Ecco, quindi, il lato protettivo del robot. Una protezione fisica e materialmente logica ma non una protezione affettiva. Il robot non può comprendere l’amore, è programmato per proteggere, tuttavia può aiutare lei a non perderlo. A non perdere il lumicino dell’affettività in un contesto sociale dove le emozioni vengono appagate con la tecnologia e non più con i rapporti umani. E, infatti, non si fanno molti figli. Il mondo reale è quello irreale della tecnologia, il concetto di verità diventa un possesso del virtuale. Il concetto di realtà è proprietà della virtualità.

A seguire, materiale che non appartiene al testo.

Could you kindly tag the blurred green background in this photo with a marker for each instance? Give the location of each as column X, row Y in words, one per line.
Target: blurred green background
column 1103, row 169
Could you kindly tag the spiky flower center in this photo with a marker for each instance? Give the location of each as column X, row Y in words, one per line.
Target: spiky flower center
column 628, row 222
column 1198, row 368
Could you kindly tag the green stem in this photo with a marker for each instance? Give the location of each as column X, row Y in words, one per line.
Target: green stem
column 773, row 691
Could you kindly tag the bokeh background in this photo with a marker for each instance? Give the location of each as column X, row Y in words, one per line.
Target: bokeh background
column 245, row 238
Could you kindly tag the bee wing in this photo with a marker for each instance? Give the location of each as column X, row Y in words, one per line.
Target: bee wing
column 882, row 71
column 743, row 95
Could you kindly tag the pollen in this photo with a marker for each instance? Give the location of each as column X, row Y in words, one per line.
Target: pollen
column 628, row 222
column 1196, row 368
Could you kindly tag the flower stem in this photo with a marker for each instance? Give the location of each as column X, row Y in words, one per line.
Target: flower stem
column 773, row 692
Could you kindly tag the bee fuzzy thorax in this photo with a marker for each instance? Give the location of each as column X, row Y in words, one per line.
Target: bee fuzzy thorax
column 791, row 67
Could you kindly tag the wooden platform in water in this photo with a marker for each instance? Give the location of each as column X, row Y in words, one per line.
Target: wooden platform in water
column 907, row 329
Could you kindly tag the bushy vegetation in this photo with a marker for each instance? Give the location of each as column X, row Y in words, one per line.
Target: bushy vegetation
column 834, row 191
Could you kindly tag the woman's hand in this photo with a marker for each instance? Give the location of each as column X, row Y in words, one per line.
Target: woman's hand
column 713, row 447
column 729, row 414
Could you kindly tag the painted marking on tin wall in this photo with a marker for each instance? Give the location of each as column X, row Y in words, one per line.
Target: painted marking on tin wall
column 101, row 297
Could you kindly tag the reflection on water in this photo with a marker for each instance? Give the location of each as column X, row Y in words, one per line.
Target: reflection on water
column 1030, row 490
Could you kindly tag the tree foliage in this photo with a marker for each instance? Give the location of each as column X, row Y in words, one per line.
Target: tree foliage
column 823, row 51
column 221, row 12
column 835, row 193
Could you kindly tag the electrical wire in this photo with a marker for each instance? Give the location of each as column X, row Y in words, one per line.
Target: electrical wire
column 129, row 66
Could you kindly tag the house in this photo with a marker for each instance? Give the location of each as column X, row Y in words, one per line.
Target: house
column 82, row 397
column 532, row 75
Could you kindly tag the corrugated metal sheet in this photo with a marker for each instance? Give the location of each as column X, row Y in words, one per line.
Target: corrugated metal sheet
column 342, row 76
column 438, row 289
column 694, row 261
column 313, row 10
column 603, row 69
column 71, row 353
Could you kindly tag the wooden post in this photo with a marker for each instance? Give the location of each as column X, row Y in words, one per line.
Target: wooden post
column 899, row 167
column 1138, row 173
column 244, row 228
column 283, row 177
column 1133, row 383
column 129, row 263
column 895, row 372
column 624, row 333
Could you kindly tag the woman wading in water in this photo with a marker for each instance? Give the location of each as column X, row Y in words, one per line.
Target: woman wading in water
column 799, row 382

Qui il rischio è di smarrire il mondo, quello terreno e il mondo di se stessi. Tina però comprende ancora le differenze, forse grazie a quella luce che cerca e perciò non vuol bene al robot. Gli piace, le sta simpatico, ma il voler bene è un dato umano. Un dato umano che la tecnologia pian piano sta rubando. Si pensi al nostro contesto. L’amore viene filtrato da una comunicazione tecnologica. Oggi una persona può decidere di sospendere la tua affettività semplicemente bloccandoti su Whatsapp. Si ha il potere di bloccare una persona, un essere in carne ed ossa. Corretto allora, come fa la bambina dell’ottimo cortometraggio di Piovesan non voler bene al robot ma ai ricordi, per quanto atroci. Il dolore è pur sempre umano e va preservato anche quello.